During the light cycle, Chlorella vulgaris released oxygen by photosynthesis, and this activity caused the oxygen concentration to increase. The maximum values of 7.2 mg/L after 65 min light exposure was observed. Within the experimental period, the concentration of the dissolved oxygen was varied from 1.1 mg/L to 7.2 mg/L. When the light was turned off to simulate night condition, the dissolved oxygen distribution was gradually decreased to a minimum value of 1.1 mg/L after 15 min. These variations of O₂ concentration reflect the of photosynthesis and respiration activities of Chlorella vulgaris.

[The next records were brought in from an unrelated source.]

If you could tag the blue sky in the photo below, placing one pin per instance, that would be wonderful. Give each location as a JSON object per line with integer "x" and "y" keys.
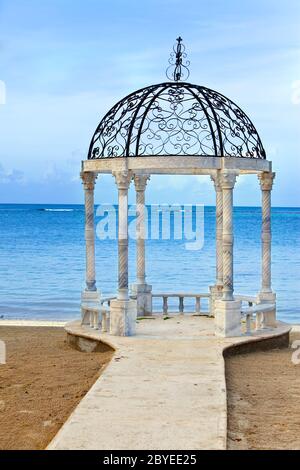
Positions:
{"x": 65, "y": 63}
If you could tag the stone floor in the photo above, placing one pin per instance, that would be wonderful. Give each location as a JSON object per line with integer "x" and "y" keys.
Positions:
{"x": 164, "y": 389}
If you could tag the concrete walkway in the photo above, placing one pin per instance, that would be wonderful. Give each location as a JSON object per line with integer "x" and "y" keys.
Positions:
{"x": 164, "y": 389}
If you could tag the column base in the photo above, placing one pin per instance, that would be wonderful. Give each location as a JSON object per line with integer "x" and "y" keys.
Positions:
{"x": 216, "y": 293}
{"x": 228, "y": 318}
{"x": 123, "y": 317}
{"x": 143, "y": 293}
{"x": 269, "y": 320}
{"x": 88, "y": 299}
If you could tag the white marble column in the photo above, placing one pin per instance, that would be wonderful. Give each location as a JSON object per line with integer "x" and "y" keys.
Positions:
{"x": 141, "y": 289}
{"x": 216, "y": 290}
{"x": 266, "y": 182}
{"x": 227, "y": 310}
{"x": 123, "y": 309}
{"x": 219, "y": 228}
{"x": 90, "y": 296}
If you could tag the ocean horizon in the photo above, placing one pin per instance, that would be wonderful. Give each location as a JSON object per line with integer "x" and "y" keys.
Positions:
{"x": 42, "y": 260}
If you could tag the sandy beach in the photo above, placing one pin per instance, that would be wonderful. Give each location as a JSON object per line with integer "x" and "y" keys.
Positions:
{"x": 41, "y": 383}
{"x": 263, "y": 390}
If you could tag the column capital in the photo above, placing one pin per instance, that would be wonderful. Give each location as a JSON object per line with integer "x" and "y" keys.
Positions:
{"x": 216, "y": 178}
{"x": 266, "y": 180}
{"x": 140, "y": 181}
{"x": 228, "y": 179}
{"x": 122, "y": 178}
{"x": 88, "y": 179}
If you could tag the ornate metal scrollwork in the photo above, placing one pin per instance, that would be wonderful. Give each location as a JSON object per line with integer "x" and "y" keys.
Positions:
{"x": 176, "y": 118}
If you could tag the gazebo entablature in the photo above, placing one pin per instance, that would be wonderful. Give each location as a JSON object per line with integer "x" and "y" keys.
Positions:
{"x": 176, "y": 128}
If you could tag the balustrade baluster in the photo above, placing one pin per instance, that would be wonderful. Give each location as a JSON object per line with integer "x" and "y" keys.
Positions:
{"x": 198, "y": 305}
{"x": 165, "y": 304}
{"x": 181, "y": 305}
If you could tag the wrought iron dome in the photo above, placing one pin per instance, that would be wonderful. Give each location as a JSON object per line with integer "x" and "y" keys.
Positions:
{"x": 176, "y": 118}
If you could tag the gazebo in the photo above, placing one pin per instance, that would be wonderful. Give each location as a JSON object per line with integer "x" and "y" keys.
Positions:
{"x": 176, "y": 128}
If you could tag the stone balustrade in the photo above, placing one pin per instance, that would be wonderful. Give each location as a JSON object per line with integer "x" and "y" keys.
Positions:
{"x": 99, "y": 314}
{"x": 264, "y": 314}
{"x": 181, "y": 296}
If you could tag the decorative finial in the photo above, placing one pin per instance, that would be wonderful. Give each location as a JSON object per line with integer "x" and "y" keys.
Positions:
{"x": 178, "y": 68}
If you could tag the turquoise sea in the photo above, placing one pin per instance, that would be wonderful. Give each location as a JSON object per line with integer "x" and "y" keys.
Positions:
{"x": 42, "y": 260}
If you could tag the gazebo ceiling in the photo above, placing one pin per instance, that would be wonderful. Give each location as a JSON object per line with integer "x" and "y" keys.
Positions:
{"x": 176, "y": 119}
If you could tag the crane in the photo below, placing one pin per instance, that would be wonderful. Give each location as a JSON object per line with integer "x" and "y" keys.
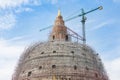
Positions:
{"x": 82, "y": 14}
{"x": 83, "y": 20}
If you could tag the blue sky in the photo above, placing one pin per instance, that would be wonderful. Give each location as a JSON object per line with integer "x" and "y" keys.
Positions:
{"x": 21, "y": 20}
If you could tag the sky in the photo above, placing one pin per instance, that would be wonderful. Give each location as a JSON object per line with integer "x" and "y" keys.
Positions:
{"x": 21, "y": 21}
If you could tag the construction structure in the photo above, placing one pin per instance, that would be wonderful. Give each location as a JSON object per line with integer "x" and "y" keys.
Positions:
{"x": 60, "y": 58}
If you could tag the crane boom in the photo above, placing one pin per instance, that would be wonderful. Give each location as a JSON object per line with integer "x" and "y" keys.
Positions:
{"x": 100, "y": 8}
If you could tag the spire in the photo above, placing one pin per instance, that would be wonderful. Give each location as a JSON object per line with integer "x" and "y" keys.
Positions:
{"x": 59, "y": 31}
{"x": 59, "y": 12}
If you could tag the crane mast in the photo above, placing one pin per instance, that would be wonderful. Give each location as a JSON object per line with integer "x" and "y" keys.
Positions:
{"x": 83, "y": 21}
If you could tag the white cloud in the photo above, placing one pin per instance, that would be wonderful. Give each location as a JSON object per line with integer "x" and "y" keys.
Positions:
{"x": 17, "y": 3}
{"x": 113, "y": 68}
{"x": 7, "y": 21}
{"x": 103, "y": 24}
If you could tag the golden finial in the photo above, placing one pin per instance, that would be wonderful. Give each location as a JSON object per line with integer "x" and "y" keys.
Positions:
{"x": 59, "y": 13}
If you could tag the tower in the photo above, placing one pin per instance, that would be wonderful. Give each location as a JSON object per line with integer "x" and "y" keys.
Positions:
{"x": 59, "y": 59}
{"x": 59, "y": 32}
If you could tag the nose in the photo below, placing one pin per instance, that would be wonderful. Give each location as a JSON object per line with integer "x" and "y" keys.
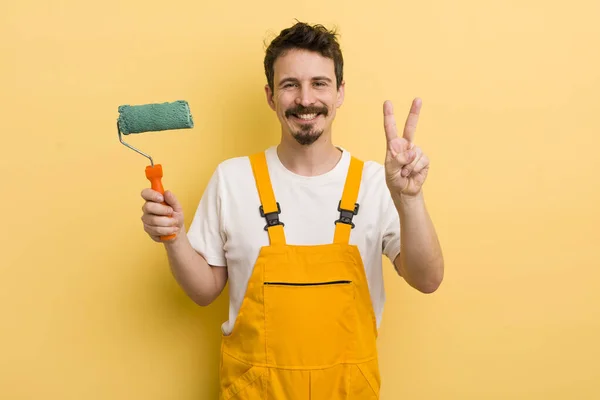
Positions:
{"x": 305, "y": 96}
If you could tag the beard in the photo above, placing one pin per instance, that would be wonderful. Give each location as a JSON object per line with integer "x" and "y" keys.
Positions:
{"x": 306, "y": 135}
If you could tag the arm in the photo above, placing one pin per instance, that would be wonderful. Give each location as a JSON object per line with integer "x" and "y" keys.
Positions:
{"x": 420, "y": 261}
{"x": 202, "y": 282}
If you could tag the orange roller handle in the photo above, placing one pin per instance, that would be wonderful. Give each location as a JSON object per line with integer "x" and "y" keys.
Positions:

The vertical profiles of the dissolved oxygen (Figure 15a) were extracted from Figure 14h (corresponds to the vertical line). It was shown the surface oxygen was higher than at 1 cm below the surface. This means that Chlorella vulgaris on the surface received more light and had strong photosynthesis, as the light was attenuated with increasing depth. The photosynthesis process of Chlorella vulgaris was not active. The experimental results demonstrated that the sensor film was a valuable tool for resolving the dissolved oxygen distribution at a spatiotemporal resolution.

5. Conclusions

In this work, ratiometric oxygen sensor films were fabricated with the combination of Ru(DPP)₃Cl₂ and Coumarin6 in PMMA matrices doped with Ag NPs. Different methods of membrane preparation were used—namely, knifing and electrospinning. The ratio measurement of Ru(DPP)₃Cl₂ complex and Coumarin6 reference was achieved with 3CCD camera. It was demonstrated that a 26.66% enhancement of K_sv was achieved by doping with Ag NPs. The linear working range was improved from 0.0–6 mg/L to 0.0–15 mg/L for the PMMA matrix. The performance of the ratiometric films were evaluated, and the results indicated that the nanofiber film doped with Ag NPs had good stability, response time, and photostability. The interferences of pH and metal ions on the film were investigated; the results showed limited effects on the film, and can be considered negligible. The application of using the nanofiber Ag-containing film to measure the photosynthesis and respiration activity of Chlorella vulgaris is presented, and the results showed that the ratiometric sensor film is applicable for biological applications in aqueous conditions.